Rappelons que la perspective proposée par Piketty (inspirée du système adopté lors de la refonte des régimes de retraite suédois) consiste à fondre à terme les régimes de retraites par répartition dits à cotisations obligatoires (y compris ceux de la fonction publique où les cotisations ne sont actuellement pas visibles pour une bonne part) en un système unique. Ce système permettrait à chacun de « partir à la retraite quand il le souhaite, avec une pension proportionnelle aux cotisations versées pendant l’ensemble de la vie active, le coefficient de conversion dépendant des évolutions démographiques (espérance de vie, ratio actifs/retraités)… » Il s’agit de reconnaître pleinement le fait que la retraite par répartition est un revenu différé, dont l’organisation est confié à la puissance publique parce que « les marchés financiers et immobiliers sont incapables de transférer une épargne garantie sur plusieurs dizaines d’années« .

L’inéquité sociale interne au système de retraites

Parmi les inégalités entre individus à l’égard de la retraite, certaines relèvent des hasards de la vie : ce sont celles qui font qu’un cadre pourra mourir précocement sans bénéficier de sa retraite et que certains travailleurs manuels, malgré la pénibilité de leur travail vivront longtemps pour en profiter. Il est évidemment justifié d’adopter une approche de mutualisation assurantielle vis à vis de ces inégalités imprévisibles, et de refuser de les rendre prévisibles pour en déduire un traitement différencié des individus (par exemple en interdisant des tests prédictifs s’il peut en exister). Mais d’autres inégalités, celles qui se lisent dans les statistiques, sont d’une nature différente. Si le taux de cotisations assurant l’équilibre prélèvements / pensions est près de 2 fois supérieur pour la fonction publique d’Etat que pour le régime général, cela provient pour partie du fait que les effectifs actifs de la fonction publique d’Etat sont en réduction. Mais cela provient aussi du fait que celle-ci comporte plus de cadres et de professions intermédiaires intellectuelles, et que leur espérance de vie à l’âge du départ en retraite est considérablement supérieure à celle d’autres types de travailleurs.
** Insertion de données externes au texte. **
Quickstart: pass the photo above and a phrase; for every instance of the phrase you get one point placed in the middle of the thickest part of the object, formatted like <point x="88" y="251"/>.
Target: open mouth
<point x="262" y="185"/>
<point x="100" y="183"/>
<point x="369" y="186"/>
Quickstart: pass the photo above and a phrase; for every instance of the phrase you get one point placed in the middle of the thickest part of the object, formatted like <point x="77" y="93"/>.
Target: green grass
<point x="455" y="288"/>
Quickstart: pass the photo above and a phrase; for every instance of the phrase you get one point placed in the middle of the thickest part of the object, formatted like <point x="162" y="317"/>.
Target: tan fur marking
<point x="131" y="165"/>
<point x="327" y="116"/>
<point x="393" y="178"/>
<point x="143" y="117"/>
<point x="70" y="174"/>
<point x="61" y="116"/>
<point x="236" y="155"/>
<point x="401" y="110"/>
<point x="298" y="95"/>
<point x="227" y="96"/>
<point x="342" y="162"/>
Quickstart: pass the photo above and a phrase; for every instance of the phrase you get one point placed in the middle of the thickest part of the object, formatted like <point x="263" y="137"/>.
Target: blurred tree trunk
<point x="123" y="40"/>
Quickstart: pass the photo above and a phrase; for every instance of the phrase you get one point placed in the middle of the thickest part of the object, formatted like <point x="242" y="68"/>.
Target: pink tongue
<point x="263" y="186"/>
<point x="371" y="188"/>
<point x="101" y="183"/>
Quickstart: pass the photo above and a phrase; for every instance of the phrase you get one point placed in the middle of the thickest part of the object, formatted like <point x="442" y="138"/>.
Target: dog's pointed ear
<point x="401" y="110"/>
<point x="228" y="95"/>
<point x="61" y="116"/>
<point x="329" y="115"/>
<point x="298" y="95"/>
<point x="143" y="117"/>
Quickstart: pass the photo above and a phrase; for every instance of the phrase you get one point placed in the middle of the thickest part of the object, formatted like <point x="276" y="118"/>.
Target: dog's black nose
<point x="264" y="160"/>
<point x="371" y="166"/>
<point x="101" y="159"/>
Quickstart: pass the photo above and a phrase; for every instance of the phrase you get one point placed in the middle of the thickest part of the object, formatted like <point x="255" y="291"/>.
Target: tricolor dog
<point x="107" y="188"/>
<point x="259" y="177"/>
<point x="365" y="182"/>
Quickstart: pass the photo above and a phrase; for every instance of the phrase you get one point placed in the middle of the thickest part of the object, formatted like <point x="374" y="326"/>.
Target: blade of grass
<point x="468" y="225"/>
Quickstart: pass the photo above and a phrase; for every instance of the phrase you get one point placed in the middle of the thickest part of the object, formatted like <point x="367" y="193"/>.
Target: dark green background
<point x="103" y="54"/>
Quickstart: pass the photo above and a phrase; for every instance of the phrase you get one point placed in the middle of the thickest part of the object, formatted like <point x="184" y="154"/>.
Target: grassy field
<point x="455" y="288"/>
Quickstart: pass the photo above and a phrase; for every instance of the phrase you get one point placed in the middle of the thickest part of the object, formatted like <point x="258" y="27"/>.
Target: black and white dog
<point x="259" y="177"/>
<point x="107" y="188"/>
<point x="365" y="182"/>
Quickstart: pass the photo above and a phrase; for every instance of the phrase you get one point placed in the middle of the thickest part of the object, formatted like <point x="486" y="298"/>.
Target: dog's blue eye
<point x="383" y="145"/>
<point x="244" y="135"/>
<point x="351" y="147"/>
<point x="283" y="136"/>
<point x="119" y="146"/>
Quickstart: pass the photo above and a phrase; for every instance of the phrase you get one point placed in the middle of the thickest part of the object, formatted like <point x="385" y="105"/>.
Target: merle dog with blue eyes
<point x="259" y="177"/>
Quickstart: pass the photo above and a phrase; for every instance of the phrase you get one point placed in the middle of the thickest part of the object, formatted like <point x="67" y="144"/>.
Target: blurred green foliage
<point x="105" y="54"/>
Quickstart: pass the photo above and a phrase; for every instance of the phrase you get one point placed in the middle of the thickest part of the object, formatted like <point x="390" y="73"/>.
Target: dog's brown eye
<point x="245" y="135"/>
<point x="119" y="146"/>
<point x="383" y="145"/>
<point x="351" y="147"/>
Certains reprocheront donc à Piketty de ne pas prendre en compte ces inégalités sociales dans le mode de calcul des droits à pension. Il défend explicitement ce choix en affirmant que c’est une erreur de tenter de faire jouer au système de retraite un rôle correcteur de ces inégalités : il vaut mieux selon lui mettre en oeuvre des politiques directes pour les réduire (par exemple sur les conditions de travail, les risques professionnels, etc.). La France connait un niveau particulièrement préoccupant d’inégalités sociales en matière d’espérance de vie au moment du départ à la retraite. La situation risque de ne pas s’améliorer, malgré des progrès dans certaines conditions de travail, en raison d’autres dégradations et surtout des inégalités croissantes dans la consommation (par rapport à l’alimentation par exemple). L’approche proposée par Piketty ne risque pas d’aggraver ces inégalités bien sûr, mais risque-t-elle de dissuader l’action directe pour les réduire ? Répondre à cette question relève d’un autre angle d’analyse.

Lubrifier le capitalisme pour lui éviter de se réformer ?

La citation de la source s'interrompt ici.